Gloriously fine debut 7″ single from Magazine. Dedicated to all the folk that travelled down to London to see the reformed band (less John McGeoch of course) perform these last two nights, and for those travelling up to Manchester today.
Photograph is of Howard Devoto hanging down the Roxy club in Covent Garden during 1977.
Text from Da Wikki…
The band was formed in Manchester by Howard Devoto shortly after he left The Buzzcocks in early 1977. In April 1977 he met guitarist John McGeoch, then an art student, and they began writing songs, some of which would appear on the first Magazine material. They then recruited Barry Adamson on bass, Bob Dickinson on keyboards and Martin Jackson (previously of The Freshies) on drums, to form the first line-up of the band, which signed to Virgin Records. The band played their debut live gig at the Rafters, in Manchester, on 28 October 1977.
Dickinson, whose background was in classical and avant-garde music, left shortly after a number of gigs in late 1977, and in early 1978 the band released their first single ‘Shot By Both Sides’, recorded by the band as four-piece and an only guitar-bass-drums sound similar to punk. Shortly after the single’s release, Dave Formula,who had also played with a 1960’s shortly famed rock band from Manchester called St. Louis Union, joined as keyboardist. ‘Shot By Both Sides’, the chorus of which shared the same progression as The Buzzcocks’ ‘Lipstick’ reached the Top 50 in the UK singles chart. Its cover was an early example of the goth influence in punk. The band, with Formula on keyboards, made its first major TV appearance on Top Of The Pops in February 1978, performing the single.

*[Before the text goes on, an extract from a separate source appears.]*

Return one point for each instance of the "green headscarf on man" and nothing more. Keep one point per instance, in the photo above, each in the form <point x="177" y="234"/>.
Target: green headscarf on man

Following a British tour to promote their first album ‘Real Life’, Jackson left in late July, and was replaced briefly by Paul Spencer, who performed with the band for gigs across Europe and some television appearances, including the Old Grey Whistle Test, where they played ‘Definitive Gaze’. Spencer quit partway through the tour, joining The Speedometors shortly afterwards, and he was replaced in October by John Doyle, who completed the Real Life promotional tour and remained in the band.
In 1979 the second album, ‘Secondhand Daylight’, a more experimental and more keyboard and synthesizer based material, followed. The same year, McGeoch, Adamson and Formula joined electronic project Visage, recording and releasing the single ‘Tar’.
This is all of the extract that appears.